A Shared Geometry of Difficulty in Multilingual Language Models
Stefano Civelli, Pietro Bernardelle, Nicolò Brunello, Gianluca Demartini
TL;DR
This work investigates how multilingual LLMs internalize problem difficulty and whether such signals transfer across languages. The authors build a multilingual AMC Easy2Hard benchmark across $21$ languages, extract residual transformer activations, and train per-layer linear probes with Ridge regression to predict continuous difficulty scores in $[0,1]$ using Spearman correlation $\\rho$ as the evaluation metric.
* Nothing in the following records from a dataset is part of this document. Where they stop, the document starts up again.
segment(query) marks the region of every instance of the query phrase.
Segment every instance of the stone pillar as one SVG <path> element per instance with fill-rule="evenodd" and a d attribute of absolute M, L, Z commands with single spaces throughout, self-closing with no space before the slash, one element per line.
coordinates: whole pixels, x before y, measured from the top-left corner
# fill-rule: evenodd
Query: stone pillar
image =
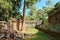
<path fill-rule="evenodd" d="M 17 22 L 13 20 L 12 25 L 13 25 L 13 31 L 17 31 Z"/>
<path fill-rule="evenodd" d="M 17 19 L 15 19 L 15 18 L 10 18 L 9 20 L 10 20 L 10 23 L 9 23 L 9 25 L 10 25 L 10 30 L 11 30 L 11 31 L 17 31 Z"/>
<path fill-rule="evenodd" d="M 22 21 L 19 22 L 19 31 L 21 31 Z"/>

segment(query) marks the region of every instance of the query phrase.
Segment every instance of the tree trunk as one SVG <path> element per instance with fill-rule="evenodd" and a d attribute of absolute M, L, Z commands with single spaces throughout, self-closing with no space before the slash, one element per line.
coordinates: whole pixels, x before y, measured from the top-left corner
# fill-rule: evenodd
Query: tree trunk
<path fill-rule="evenodd" d="M 24 7 L 23 7 L 22 31 L 25 31 L 25 12 L 26 12 L 26 0 L 24 0 Z"/>

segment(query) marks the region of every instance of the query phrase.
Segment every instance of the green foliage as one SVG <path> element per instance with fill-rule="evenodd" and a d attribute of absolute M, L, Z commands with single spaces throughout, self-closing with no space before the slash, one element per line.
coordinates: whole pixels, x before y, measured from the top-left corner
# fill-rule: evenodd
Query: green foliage
<path fill-rule="evenodd" d="M 0 20 L 18 15 L 21 0 L 0 0 Z"/>
<path fill-rule="evenodd" d="M 26 0 L 27 8 L 30 8 L 35 3 L 40 2 L 41 0 Z"/>

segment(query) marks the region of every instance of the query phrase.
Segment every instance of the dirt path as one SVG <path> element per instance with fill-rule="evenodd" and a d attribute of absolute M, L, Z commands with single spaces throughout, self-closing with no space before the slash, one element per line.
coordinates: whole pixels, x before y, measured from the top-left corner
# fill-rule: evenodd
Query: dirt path
<path fill-rule="evenodd" d="M 44 30 L 44 29 L 41 29 L 41 28 L 37 28 L 37 29 L 46 33 L 47 35 L 53 37 L 54 40 L 60 40 L 60 33 L 52 32 L 52 31 L 49 31 L 49 30 Z"/>

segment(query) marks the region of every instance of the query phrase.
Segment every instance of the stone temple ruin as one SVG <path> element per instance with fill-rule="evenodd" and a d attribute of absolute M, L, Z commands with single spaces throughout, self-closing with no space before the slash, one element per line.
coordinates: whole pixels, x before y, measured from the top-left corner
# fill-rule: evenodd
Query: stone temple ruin
<path fill-rule="evenodd" d="M 20 33 L 21 23 L 15 18 L 10 18 L 8 22 L 0 21 L 0 40 L 15 40 L 16 34 Z"/>

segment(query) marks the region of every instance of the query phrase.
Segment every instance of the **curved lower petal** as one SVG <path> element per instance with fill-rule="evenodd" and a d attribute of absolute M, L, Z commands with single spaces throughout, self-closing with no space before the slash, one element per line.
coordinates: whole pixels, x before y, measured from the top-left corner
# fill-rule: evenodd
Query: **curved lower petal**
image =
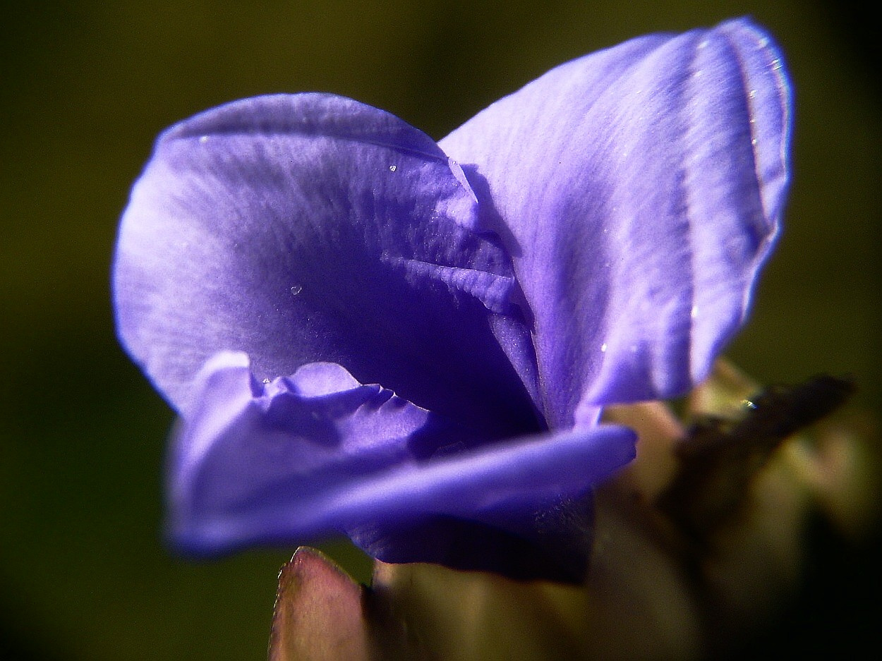
<path fill-rule="evenodd" d="M 512 255 L 552 427 L 709 373 L 778 233 L 789 113 L 741 19 L 564 64 L 441 141 Z"/>
<path fill-rule="evenodd" d="M 191 553 L 348 533 L 381 558 L 445 561 L 465 537 L 469 561 L 495 568 L 505 538 L 558 563 L 581 553 L 583 570 L 575 501 L 634 456 L 633 433 L 613 426 L 483 444 L 331 363 L 261 383 L 247 356 L 222 353 L 198 382 L 169 464 L 170 531 Z"/>
<path fill-rule="evenodd" d="M 132 190 L 120 337 L 184 415 L 201 365 L 233 350 L 260 379 L 338 362 L 491 436 L 538 429 L 495 335 L 505 316 L 528 343 L 511 261 L 475 210 L 459 167 L 377 108 L 297 94 L 207 111 L 161 137 Z"/>

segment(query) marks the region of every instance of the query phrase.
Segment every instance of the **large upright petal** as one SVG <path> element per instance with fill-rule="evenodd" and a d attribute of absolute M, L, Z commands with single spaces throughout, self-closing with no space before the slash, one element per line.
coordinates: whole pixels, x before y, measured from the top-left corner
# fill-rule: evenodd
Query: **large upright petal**
<path fill-rule="evenodd" d="M 512 255 L 552 426 L 708 374 L 778 232 L 789 124 L 741 19 L 564 64 L 441 141 Z"/>
<path fill-rule="evenodd" d="M 234 350 L 258 379 L 340 363 L 491 437 L 538 429 L 530 361 L 516 373 L 495 338 L 532 350 L 511 261 L 475 210 L 459 167 L 377 108 L 298 94 L 207 111 L 161 137 L 132 191 L 120 336 L 185 415 L 198 369 Z"/>

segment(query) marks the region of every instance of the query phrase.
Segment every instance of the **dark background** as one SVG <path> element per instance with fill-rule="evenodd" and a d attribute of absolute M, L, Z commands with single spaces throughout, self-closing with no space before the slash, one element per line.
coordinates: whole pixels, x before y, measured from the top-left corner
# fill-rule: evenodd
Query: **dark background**
<path fill-rule="evenodd" d="M 751 14 L 796 113 L 781 248 L 730 355 L 764 382 L 850 372 L 880 410 L 879 25 L 848 2 L 37 2 L 0 16 L 0 657 L 260 659 L 291 549 L 193 565 L 161 539 L 169 410 L 118 348 L 117 218 L 156 134 L 218 103 L 327 91 L 441 137 L 551 66 Z M 749 650 L 878 641 L 878 545 L 814 530 Z M 359 578 L 363 559 L 329 547 Z M 877 643 L 878 644 L 878 643 Z M 6 657 L 4 657 L 4 654 Z"/>

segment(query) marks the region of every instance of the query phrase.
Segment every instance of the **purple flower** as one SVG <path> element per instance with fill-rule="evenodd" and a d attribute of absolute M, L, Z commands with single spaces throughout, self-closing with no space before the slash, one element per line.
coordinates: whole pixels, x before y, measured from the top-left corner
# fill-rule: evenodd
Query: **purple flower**
<path fill-rule="evenodd" d="M 386 561 L 578 579 L 607 405 L 681 395 L 744 323 L 789 85 L 746 19 L 552 70 L 440 143 L 329 94 L 159 138 L 119 335 L 182 421 L 185 551 L 348 535 Z"/>

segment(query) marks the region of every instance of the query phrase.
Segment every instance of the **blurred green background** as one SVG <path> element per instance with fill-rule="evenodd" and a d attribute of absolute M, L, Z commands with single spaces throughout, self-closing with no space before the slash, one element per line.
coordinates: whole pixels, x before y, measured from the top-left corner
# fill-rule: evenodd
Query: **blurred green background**
<path fill-rule="evenodd" d="M 730 355 L 765 382 L 853 373 L 856 405 L 879 411 L 880 63 L 878 25 L 862 6 L 37 0 L 4 10 L 0 657 L 265 657 L 276 573 L 292 549 L 203 565 L 167 552 L 172 415 L 117 346 L 108 302 L 116 220 L 153 137 L 223 101 L 333 92 L 441 137 L 567 59 L 751 14 L 793 72 L 796 179 L 781 249 Z M 363 559 L 328 548 L 365 577 Z M 795 651 L 869 635 L 868 603 L 882 597 L 874 548 L 820 545 L 799 598 L 747 644 Z"/>

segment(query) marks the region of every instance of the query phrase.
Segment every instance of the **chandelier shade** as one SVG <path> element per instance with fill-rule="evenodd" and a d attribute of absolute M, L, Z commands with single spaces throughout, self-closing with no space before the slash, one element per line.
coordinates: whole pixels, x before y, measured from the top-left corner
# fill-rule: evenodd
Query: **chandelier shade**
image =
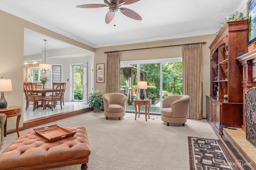
<path fill-rule="evenodd" d="M 44 39 L 44 63 L 39 64 L 39 68 L 45 71 L 51 69 L 51 64 L 46 64 L 46 42 L 47 40 Z"/>
<path fill-rule="evenodd" d="M 39 64 L 39 68 L 44 71 L 47 71 L 51 69 L 51 64 Z"/>

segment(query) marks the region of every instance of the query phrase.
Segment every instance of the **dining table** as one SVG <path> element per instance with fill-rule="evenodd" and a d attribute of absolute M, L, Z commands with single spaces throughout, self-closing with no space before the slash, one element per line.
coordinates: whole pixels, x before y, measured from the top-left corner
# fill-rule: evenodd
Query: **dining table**
<path fill-rule="evenodd" d="M 42 96 L 46 97 L 46 93 L 50 93 L 52 92 L 52 88 L 36 88 L 33 89 L 33 91 L 34 93 L 41 93 Z"/>
<path fill-rule="evenodd" d="M 43 97 L 46 97 L 46 93 L 50 93 L 52 92 L 52 88 L 36 88 L 33 89 L 33 91 L 34 93 L 36 93 L 37 94 L 41 93 L 42 94 L 42 96 Z M 44 106 L 43 106 L 43 109 L 44 110 L 45 109 L 46 109 L 46 107 L 49 107 L 51 109 L 52 107 L 50 105 L 48 104 L 45 104 Z M 54 107 L 55 107 L 56 106 L 56 104 L 54 104 Z"/>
They find a two-stage geometry: a language-agnostic difficulty direction emerging in shallow layers that transfers well across languages, and a language-specific refinement in deeper layers that boosts within-language accuracy but harms cross-lingual alignment. These results extend prior English-focused findings to a multilingual setting and suggest practical applications for language-agnostic routing and curriculum design in multilingual systems, while highlighting that early difficulty signals are robust across typologically diverse languages. The study also demonstrates that cross-lingual transfer peaks at earlier network stages, whereas monolingual performance improves at deeper layers, revealing a fundamental trade-off in how meta-cognitive properties are represented inside LLMs.
Abstract
Predicting problem-difficulty in large language models (LLMs) refers to estimating how difficult a task is according to the model itself, typically by training linear probes on its internal representations. In this work, we study the multilingual geometry of problem-difficulty in LLMs by training linear probes using the AMC subset of the Easy2Hard benchmark, translated into 21 languages. We found that difficulty-related signals emerge at two distinct stages of the model internals, corresponding to shallow (early-layers) and deep (later-layers) internal representations, that exhibit functionally different behaviors. Probes trained on deep representations achieve high accuracy when evaluated on the same language but exhibit poor cross-lingual generalization. In contrast, probes trained on shallow representations generalize substantially better across languages, despite achieving lower within-language performance. Together, these results suggest that LLMs first form a language-agnostic representation of problem difficulty, which subsequently becomes language-specific. This closely aligns with existing findings in LLM interpretability showing that models tend to operate in an abstract conceptual space before producing language-specific outputs. We demonstrate that this two-stage representational process extends beyond semantic content to high-level meta-cognitive properties such as problem-difficulty estimation.